Coding for Locality in Reconstructing Permutations

TL;DR

This paper investigates the combinatorial problem of constructing large sets of permutations with locality, providing bounds and explicit constructions to optimize local recoverability in distributed permutation storage.

Contribution

It establishes bounds on the size of permutation sets with locality and introduces constructions that achieve these bounds using coding theory techniques.

Findings

Upper and lower bounds for permutation sets with locality

Explicit constructions matching the bounds

Use of Reed-Solomon codes and permutation polynomials

Abstract

The problem of storing permutations in a distributed manner arises in several common scenarios, such as efficient updates of a large, encrypted, or compressed data set.
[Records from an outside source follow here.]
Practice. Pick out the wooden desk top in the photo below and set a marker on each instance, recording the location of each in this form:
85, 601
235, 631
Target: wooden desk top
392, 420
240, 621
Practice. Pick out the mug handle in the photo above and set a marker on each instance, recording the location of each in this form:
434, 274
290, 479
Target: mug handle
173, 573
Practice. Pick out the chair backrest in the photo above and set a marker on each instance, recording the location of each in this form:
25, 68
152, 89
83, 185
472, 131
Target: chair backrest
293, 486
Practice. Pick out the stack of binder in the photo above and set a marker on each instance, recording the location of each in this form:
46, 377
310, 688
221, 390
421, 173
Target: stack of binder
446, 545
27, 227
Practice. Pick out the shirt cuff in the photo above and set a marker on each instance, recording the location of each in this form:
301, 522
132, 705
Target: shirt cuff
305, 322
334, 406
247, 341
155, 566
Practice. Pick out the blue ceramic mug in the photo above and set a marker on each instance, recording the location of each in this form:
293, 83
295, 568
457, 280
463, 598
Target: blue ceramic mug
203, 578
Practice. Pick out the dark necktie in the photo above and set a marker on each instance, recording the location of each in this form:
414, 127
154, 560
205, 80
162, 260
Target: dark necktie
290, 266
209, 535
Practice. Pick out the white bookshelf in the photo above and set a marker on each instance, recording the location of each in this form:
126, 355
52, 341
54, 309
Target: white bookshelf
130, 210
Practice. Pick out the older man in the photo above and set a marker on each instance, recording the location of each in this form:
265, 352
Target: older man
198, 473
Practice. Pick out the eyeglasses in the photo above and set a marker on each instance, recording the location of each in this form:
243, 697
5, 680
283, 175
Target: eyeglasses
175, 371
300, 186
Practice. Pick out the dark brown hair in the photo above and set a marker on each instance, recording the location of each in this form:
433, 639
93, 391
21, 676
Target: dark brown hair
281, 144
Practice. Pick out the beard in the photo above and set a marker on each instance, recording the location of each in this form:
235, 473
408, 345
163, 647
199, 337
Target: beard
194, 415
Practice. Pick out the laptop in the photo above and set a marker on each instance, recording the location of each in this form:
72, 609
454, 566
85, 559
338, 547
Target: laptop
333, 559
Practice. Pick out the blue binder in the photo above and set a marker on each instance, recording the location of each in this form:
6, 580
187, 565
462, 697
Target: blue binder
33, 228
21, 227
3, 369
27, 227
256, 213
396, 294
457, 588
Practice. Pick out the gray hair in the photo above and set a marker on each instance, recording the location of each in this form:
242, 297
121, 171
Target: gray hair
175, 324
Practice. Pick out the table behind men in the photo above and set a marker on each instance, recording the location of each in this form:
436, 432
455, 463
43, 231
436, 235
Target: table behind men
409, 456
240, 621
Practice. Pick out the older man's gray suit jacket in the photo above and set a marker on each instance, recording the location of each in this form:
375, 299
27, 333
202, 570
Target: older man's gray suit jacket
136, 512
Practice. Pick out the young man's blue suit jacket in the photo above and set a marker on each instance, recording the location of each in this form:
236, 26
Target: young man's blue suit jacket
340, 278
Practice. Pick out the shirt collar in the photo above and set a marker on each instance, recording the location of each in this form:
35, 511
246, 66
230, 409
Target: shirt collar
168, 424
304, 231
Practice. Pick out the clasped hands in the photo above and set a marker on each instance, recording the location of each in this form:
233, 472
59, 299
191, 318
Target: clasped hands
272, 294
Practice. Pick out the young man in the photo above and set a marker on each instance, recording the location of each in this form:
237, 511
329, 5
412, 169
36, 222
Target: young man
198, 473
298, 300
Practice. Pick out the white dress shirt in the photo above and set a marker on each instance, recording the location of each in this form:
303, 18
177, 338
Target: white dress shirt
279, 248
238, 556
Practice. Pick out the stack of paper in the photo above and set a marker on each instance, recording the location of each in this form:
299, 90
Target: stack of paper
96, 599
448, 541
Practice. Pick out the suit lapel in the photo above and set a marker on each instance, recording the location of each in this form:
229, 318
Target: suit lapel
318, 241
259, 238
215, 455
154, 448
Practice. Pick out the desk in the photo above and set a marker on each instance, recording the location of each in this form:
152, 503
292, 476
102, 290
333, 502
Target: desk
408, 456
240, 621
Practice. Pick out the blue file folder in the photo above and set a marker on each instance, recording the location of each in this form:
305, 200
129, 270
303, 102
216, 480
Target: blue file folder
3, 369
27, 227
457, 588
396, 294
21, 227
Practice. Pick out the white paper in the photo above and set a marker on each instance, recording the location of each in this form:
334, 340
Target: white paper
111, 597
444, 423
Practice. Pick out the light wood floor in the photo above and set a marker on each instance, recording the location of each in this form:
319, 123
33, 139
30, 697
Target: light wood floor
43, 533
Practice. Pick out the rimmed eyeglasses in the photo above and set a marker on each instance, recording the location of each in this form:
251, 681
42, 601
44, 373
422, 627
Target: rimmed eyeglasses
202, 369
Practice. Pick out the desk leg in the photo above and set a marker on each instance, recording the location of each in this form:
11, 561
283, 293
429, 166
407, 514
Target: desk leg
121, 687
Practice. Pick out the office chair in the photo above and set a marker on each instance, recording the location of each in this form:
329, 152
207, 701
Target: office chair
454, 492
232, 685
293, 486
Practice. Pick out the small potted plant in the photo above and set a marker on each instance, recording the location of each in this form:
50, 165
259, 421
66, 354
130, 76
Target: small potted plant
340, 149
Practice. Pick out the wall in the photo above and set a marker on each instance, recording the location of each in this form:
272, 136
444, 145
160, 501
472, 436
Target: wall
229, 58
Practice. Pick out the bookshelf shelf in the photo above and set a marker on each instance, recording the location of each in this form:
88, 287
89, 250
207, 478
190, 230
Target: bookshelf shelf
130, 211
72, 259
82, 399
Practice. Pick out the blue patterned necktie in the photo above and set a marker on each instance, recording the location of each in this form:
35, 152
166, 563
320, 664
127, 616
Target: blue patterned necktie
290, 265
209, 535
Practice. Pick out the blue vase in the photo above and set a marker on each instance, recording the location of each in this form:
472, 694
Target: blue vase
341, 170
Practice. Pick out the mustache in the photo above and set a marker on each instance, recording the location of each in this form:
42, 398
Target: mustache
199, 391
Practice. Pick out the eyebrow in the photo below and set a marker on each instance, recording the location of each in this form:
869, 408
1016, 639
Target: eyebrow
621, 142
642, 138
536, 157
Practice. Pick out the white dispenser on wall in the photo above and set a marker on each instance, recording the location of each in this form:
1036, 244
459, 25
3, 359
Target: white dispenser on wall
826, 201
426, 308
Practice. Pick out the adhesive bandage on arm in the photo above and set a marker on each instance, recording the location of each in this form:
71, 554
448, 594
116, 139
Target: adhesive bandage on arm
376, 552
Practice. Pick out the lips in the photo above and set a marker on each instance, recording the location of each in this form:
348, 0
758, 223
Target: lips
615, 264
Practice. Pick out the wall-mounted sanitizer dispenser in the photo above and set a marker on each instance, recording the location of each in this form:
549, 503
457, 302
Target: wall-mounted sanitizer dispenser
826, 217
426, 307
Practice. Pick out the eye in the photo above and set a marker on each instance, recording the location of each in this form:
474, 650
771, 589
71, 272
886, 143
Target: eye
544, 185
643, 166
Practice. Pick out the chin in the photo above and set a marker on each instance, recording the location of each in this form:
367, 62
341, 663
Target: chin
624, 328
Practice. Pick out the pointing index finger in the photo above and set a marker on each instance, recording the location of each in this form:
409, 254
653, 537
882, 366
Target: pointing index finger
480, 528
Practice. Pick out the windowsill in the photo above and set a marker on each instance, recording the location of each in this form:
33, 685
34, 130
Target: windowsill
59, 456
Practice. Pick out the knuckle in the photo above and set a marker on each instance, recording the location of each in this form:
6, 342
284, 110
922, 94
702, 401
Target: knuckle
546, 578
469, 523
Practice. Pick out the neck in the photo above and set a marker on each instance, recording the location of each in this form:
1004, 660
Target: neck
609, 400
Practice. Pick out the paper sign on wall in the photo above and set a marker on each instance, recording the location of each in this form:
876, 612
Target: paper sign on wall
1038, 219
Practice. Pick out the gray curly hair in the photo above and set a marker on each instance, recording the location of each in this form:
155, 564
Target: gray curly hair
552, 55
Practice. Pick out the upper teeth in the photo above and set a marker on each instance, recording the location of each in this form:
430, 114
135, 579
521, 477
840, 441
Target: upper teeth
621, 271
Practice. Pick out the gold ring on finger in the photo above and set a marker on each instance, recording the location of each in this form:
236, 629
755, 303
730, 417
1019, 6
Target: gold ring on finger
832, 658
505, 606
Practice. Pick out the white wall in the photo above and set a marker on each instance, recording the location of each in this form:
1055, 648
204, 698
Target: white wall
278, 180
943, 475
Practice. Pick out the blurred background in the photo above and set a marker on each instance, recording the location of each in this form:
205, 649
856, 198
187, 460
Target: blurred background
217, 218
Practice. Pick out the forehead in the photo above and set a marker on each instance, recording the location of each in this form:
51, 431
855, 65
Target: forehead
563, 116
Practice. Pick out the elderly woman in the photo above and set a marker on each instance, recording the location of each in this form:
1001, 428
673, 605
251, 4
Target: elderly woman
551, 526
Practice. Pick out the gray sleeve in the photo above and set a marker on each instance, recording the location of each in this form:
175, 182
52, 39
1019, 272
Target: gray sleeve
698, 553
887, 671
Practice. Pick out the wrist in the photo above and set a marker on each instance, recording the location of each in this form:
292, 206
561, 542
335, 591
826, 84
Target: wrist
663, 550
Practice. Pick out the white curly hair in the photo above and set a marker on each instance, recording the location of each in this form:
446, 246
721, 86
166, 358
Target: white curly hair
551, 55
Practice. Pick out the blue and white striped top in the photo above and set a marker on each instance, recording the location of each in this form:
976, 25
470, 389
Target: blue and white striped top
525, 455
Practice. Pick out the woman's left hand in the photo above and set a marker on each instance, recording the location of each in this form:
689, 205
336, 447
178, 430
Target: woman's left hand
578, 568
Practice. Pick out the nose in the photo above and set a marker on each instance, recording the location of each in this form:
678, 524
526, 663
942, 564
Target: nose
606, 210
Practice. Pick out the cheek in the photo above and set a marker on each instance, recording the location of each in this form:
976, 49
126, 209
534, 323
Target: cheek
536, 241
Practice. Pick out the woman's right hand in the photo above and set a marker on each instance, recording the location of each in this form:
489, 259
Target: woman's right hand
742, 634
This problem may be addressed in either a combinatorial or a coding approach. The former approach boils down to presenting large sets of permutations with \textit{locality}, that is, any symbol of the permutation can be computed from a small set of other symbols. In the latter approach, a permutation may be coded in order to achieve locality. This paper focuses on the combinatorial approach. We provide upper and lower bounds for the maximal size of a set of permutations with locality, and provide several simple constructions which attain the upper bound. In cases where the upper bound is not attained, we provide alternative constructions using Reed-Solomon codes, permutation polynomials, and multi-permutations.